EPA’s strategy has been dismissed by state and environmental groups as one of delay until the Administration comes to an end January 20, 2009. Listening to the skillful but beleaguered EPA Administrator at press conferences on the President’s program lends some support to this view. But Administrator Johnson does make a point that while the Clean Air Act Endangerment Stew is simmering, Congress has enacted – in important part with Administration endorsement – a law that actually may lower vehicle and other carbon emissions below the steep upward trajectory they were on only a couple of years ago. The Energy Independence and Security Act (EISA) of 2007 specifies a national mandatory fuel economy standard, a “CAFE standard,” of 35 miles per gallon by 2020, which should, the White House says, increase vehicle efficiency by 40 percent. The new law also hikes the renewable fuels mandate passed in 2005 to 36 billion gallons by the year 2022 (although plenty of pundits have begun to point out the climate and air quality downside of corn ethanol.) The new Act includes a lighting efficiency requirement for phasing out incandescent bulbs by 2014 and lighting efficiency improvements of up to 70 percent by 2020. There are also significant appliance and federal operations energy efficiency requirements in the legislation.

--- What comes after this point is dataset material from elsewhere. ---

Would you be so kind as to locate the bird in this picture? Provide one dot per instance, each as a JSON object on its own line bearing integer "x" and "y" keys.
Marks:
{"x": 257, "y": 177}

Based on the President’s “20 in 10” program set out in his 2007 State of the Union message (20 percent reduction in gasoline use by 2010), the Administration’s other energy savings and “green” source programs, and the EISA, the EPA has argued, somewhat logically, that all these measures are more effective than – or at the least the functional equivalent of – the command-and-control regulations that may in time be served up from the Clean Air Endangerment Stew. In fact, EPA has suggested in the past that these steps comply legally with the Supreme Court’s decision in Massachusetts v. EPA. This is what the national town hall advanced notice of proposed rule making is all about. It is also the current version of the rule making that EPA once wanted to launch, i.e., a multi-departmental rule that would involve several statutes (including the Clean Air Act) and implement the President’s 20-in-10 agenda.
More fundamentally, the Clean Air Endangerment Stew has now locked the courts, the EPA, and Congress in a struggle over how tripartite constitutional government should approach climate policy, a classic separation of powers issue that only lacks the states to make this a battle over federalism as well. As we move forward on climate in Congress, it might be wise to heed the admonition of Chancellor Bismarck. “Do not ask how legislation and sausages are made.”